A lo largo de más de cinco décadas de servicio público, Gil Elorduy
construyó un legado que trasciende cargos y títulos. Su carrera comenzó
en la política local, donde rápidamente se ganó el respeto por su
honestidad, su cercanía con los ciudadanos y su capacidad para
gestionar proyectos que beneficiaban directamente a la comunidad.
Como presidente municipal de Pachuca, su administración se
caracterizó por impulsar obras de infraestructura, programas sociales y
políticas de inclusión que mejoraron la calidad de vida de miles de
hidalguenses.
Su compromiso con Hidalgo lo llevó también a desempeñarse
como diputado local y federal, así como senador de la República,
siempre con la misma convicción: que la política no es para el poder,
sino para servir a la gente.
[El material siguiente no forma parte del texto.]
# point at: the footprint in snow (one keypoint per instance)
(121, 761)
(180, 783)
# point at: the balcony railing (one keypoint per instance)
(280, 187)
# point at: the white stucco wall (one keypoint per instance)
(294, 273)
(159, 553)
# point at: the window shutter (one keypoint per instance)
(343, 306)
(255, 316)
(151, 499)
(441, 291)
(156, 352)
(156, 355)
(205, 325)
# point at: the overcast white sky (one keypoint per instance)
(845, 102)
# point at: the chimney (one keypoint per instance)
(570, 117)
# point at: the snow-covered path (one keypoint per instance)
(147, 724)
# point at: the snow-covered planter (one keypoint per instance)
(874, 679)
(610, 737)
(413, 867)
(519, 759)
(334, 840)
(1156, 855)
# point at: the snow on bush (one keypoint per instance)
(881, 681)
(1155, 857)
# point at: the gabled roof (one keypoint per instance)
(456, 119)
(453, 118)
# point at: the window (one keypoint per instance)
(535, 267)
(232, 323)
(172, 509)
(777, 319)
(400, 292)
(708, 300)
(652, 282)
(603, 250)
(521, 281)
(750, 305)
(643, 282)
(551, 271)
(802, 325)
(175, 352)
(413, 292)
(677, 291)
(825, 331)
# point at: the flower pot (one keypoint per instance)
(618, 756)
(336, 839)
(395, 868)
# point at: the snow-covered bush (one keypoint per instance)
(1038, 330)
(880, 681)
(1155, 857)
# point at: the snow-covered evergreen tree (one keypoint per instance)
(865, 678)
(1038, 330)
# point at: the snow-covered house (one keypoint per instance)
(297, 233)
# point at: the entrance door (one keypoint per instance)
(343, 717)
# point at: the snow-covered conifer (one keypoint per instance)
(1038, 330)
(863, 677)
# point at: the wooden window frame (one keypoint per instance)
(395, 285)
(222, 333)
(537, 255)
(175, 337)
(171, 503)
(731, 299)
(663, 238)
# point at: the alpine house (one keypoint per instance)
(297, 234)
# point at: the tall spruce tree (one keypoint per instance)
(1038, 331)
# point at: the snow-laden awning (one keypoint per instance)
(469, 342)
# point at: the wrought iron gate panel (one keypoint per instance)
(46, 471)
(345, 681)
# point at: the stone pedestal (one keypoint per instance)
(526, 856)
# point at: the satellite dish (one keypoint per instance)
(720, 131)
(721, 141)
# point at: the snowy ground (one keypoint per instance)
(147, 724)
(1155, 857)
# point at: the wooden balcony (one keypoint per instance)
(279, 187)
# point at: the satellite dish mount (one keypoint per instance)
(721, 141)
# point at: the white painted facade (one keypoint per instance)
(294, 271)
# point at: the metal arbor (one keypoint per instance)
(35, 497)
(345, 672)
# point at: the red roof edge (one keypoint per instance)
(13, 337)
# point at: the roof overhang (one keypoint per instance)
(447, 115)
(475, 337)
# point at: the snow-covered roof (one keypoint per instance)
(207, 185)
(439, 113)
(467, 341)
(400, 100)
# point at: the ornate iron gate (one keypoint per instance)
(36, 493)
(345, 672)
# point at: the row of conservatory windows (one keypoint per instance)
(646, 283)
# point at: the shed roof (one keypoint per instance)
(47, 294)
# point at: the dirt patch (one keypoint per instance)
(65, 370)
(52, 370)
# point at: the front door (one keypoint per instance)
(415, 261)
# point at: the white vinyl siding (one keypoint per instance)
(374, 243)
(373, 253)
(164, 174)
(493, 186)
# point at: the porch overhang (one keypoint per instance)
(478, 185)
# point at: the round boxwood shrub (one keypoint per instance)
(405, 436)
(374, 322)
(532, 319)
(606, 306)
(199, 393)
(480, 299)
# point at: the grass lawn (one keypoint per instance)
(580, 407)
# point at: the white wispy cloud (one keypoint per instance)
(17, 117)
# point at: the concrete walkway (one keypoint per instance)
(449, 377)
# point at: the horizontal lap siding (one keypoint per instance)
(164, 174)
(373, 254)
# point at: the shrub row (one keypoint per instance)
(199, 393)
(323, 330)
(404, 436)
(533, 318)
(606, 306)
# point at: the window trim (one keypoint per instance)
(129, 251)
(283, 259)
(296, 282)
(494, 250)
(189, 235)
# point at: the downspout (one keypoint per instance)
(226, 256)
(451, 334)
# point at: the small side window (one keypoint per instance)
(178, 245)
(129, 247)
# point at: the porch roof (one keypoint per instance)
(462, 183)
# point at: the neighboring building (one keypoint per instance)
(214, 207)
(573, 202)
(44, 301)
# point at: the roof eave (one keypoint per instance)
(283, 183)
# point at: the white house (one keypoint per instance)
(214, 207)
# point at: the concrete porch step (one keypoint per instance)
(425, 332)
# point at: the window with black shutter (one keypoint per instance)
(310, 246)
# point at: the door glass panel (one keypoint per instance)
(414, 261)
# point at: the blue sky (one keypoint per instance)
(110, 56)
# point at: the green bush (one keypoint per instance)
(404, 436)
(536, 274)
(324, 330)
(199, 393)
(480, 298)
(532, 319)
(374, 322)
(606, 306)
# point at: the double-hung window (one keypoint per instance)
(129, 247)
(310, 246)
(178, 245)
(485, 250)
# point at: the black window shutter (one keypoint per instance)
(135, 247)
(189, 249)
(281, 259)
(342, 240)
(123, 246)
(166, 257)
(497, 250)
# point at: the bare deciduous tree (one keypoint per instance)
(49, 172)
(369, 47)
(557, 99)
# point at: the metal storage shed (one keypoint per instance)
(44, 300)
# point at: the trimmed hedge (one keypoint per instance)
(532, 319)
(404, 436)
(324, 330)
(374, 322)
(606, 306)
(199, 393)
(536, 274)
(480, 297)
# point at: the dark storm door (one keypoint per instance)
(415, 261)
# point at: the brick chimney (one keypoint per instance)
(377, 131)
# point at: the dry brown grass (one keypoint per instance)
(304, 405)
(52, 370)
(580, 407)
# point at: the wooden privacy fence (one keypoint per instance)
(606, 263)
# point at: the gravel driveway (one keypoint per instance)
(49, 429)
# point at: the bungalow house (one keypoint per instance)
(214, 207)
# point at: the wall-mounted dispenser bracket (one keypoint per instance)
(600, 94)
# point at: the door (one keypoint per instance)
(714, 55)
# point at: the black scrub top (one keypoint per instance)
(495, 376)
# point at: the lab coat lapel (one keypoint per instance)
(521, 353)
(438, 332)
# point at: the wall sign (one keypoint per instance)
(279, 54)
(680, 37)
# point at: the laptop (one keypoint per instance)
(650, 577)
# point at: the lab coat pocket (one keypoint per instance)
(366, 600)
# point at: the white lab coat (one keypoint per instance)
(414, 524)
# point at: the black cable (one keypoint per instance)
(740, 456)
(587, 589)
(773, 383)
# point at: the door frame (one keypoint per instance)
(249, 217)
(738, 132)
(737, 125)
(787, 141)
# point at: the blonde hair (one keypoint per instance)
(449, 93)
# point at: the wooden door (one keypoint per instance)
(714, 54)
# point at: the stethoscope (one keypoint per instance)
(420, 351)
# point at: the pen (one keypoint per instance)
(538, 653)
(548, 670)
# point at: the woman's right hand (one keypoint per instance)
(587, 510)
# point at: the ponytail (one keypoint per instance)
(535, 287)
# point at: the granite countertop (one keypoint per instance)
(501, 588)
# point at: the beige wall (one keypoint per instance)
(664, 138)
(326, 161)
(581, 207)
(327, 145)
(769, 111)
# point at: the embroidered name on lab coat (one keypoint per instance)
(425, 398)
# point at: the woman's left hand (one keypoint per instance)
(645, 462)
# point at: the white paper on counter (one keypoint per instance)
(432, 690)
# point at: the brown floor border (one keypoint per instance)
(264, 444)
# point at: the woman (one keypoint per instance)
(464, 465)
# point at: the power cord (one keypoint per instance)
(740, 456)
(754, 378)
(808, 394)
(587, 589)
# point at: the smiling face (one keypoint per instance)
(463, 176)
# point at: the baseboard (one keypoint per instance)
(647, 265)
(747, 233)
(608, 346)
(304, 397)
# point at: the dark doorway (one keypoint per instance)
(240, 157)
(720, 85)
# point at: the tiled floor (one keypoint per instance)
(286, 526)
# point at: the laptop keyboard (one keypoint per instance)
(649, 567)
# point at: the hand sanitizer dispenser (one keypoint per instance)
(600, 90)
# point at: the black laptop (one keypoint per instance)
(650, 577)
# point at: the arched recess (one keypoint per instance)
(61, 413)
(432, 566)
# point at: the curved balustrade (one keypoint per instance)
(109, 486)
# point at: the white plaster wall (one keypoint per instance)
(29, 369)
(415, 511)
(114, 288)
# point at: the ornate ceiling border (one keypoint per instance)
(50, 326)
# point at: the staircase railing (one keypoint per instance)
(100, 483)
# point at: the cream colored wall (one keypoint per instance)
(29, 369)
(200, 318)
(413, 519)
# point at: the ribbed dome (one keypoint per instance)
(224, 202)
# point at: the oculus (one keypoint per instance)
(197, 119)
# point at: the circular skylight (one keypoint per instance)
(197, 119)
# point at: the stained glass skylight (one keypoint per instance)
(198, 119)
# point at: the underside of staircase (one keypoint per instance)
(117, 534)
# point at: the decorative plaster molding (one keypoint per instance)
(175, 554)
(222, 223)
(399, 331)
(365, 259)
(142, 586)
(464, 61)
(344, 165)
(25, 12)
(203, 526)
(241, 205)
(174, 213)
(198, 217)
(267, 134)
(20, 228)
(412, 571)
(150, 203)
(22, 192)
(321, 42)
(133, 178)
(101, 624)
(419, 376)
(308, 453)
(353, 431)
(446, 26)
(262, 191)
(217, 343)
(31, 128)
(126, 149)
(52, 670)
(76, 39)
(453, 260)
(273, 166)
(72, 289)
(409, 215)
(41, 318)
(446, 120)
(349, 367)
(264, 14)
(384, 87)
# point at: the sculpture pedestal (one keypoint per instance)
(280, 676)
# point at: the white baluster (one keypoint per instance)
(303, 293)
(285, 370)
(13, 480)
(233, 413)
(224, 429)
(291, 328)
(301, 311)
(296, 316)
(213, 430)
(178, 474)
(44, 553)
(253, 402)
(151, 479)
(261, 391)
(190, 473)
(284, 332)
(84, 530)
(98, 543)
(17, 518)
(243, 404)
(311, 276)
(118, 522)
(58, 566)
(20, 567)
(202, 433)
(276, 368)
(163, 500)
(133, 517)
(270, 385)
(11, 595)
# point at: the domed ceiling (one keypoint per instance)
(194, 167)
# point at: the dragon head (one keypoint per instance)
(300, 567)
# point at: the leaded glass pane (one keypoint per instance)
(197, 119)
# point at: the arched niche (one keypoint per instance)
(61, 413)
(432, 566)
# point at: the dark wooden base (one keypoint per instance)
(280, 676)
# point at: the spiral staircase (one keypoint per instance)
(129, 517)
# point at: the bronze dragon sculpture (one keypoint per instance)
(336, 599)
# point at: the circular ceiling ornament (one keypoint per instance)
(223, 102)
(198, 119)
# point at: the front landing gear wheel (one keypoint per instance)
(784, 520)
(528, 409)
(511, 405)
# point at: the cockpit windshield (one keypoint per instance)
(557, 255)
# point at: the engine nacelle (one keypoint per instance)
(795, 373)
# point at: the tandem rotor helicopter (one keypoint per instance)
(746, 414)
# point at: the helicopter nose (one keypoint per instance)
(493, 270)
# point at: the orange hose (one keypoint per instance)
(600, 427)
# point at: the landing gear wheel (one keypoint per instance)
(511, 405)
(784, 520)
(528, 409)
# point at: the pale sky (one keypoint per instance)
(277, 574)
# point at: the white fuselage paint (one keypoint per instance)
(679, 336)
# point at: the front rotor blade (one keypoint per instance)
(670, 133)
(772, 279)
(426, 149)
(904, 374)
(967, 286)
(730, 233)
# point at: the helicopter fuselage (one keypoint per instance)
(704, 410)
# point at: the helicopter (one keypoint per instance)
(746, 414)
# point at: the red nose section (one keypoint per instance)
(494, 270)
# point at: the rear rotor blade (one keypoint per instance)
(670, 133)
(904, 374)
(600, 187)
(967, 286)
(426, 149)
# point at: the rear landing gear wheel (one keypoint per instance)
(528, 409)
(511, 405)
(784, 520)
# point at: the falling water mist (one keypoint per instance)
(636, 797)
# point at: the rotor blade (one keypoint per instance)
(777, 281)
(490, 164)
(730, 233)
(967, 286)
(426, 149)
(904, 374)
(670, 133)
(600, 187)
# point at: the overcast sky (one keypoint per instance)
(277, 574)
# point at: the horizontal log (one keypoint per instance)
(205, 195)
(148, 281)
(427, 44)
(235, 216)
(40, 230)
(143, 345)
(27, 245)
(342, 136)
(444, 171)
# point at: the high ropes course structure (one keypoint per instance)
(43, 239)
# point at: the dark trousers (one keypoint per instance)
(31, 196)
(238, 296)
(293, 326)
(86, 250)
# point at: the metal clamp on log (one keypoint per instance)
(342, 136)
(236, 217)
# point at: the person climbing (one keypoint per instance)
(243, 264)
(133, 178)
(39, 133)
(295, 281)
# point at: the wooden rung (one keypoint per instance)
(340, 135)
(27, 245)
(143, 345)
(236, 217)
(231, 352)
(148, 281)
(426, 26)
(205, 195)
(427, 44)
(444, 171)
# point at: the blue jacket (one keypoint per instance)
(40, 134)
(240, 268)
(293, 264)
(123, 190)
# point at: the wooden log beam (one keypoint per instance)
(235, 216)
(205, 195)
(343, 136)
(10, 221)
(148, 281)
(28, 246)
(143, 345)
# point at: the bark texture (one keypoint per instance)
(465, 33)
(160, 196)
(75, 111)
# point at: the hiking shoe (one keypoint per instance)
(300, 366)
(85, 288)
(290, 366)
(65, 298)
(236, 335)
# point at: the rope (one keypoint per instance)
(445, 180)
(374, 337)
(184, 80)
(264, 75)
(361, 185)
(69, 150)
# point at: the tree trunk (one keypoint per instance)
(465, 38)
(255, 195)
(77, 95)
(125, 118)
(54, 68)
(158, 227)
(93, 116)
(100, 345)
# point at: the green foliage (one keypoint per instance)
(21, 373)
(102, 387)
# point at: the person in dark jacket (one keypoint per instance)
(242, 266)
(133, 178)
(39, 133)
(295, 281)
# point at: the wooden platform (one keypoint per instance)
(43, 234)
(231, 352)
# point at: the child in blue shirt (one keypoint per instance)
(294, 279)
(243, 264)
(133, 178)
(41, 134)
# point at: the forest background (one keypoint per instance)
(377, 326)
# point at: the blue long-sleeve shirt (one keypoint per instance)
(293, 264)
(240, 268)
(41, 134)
En cada una de sus funciones, Gil Elorduy se
destacó por escuchar, dialogar y buscar soluciones que respondieran a
las necesidades reales de la ciudadanía, sin buscar protagonismo ni
créditos personales.
Quienes trabajaron a su lado recuerdan a un hombre humilde, firme
y leal a sus principios, que comprendía que ser priista no era
simplemente pertenecer a un partido, sino actuar con responsabilidad,
justicia y cercanía con la gente. Para él, las decisiones políticas siempre
debían tener un impacto positivo en la vida de quienes lo eligieron para
representarlos.
El fallecimiento de Ernesto Gil Elorduy ha provocado una oleada de
condolencias entre políticos, ciudadanos y figuras públicas que
reconocen en él un ejemplo de integridad y entrega. Su vida y obra son
recordatorios de que la verdadera política no es la que se hace para la
foto o los intereses particulares, sino aquella que transforma
comunidades, construye oportunidades y deja un legado tangible para
las futuras generaciones.
Hoy Hidalgo y México pierden a un hombre que, con su trabajo
constante y su visión comprometida, dejó una huella imborrable en la
historia política del estado. Ernesto Gil Elorduy será recordado no solo
como un servidor público destacado, sino como un priista de corazón,
que siempre puso al pueblo por encima de todo.
Su legado inspira a quienes creen en una política al servicio de la
gente y demuestra que el verdadero liderazgo no se mide por cargos,
sino por la capacidad de transformar vidas con honestidad y convicción.